Avrupa

Almanya, nükleer enerjiye karşı tutumunu değiştirdi

Yayınlanma

Almanya, Şansölye Friedrich Merz liderliğindeki yeni hükümetin Fransa ile yakınlaşma yönündeki ilk somut adım olarak, uzun süredir sürdürdüğü nükleer enerji karşıtı tutumundan vazgeçti.

Alman ve Fransız yetkililere göre, Berlin, Paris’e, AB mevzuatında nükleer enerjinin yenilenebilir enerjiyle eşit muamele görmesini sağlama çabalarını artık engellemeyeceğini bildirdi.

Bu adım, AB enerji politikasına ilişkin kararları geciktiren iki ülke arasındaki büyük anlaşmazlığı çözüme kavuşturdu. Görüşmelere katılan üst düzey bir Fransız diplomatın Financial Times’a verdiği demece göre, Almanlar Fransızlara nükleer enerji konusunda “çok pragmatik olacaklarını” söyledi.
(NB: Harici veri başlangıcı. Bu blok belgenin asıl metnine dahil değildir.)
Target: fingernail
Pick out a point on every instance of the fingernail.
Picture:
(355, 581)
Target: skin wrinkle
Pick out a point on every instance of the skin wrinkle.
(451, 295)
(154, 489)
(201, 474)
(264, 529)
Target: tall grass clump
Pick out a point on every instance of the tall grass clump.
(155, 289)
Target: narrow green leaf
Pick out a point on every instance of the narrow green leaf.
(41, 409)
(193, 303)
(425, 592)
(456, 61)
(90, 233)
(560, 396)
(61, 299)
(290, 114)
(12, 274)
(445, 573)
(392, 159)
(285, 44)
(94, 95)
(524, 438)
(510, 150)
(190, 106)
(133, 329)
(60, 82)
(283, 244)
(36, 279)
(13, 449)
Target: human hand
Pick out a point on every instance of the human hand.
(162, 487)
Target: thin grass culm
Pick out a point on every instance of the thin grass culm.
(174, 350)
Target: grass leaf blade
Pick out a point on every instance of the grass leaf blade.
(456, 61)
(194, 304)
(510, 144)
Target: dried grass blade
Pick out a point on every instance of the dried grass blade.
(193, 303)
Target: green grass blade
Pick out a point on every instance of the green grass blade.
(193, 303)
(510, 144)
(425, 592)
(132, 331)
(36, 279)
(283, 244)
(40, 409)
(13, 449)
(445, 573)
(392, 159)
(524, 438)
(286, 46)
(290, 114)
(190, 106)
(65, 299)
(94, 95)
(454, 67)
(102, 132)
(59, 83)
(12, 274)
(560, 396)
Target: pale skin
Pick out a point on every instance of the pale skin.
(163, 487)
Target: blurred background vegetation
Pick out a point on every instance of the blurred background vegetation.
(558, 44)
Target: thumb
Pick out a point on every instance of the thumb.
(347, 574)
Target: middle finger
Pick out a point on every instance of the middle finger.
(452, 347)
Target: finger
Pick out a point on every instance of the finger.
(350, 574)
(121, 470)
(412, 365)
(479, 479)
Bu, AB mevzuatında hâlâ yer alan nükleer enerjiye karşı tüm önyargıların ortadan kaldırılacağı anlamına geliyor. Bir Alman yetkili, “Bu, politikada köklü bir değişiklik olacak,” dedi.

Bu geri adım, Merz’in “gelecekteki Rus saldırganlığına” karşı caydırıcı bir önlem olarak Fransa’nın nükleer kalkanına katılmanın yollarını araması sırasında geldi. Alman yetkili, “Artık Avrupa’nın nükleer caydırıcılığı konusunda Fransa ile görüşmeye nihayet hazırız. Geç olsun, güç olmasın,” dedi.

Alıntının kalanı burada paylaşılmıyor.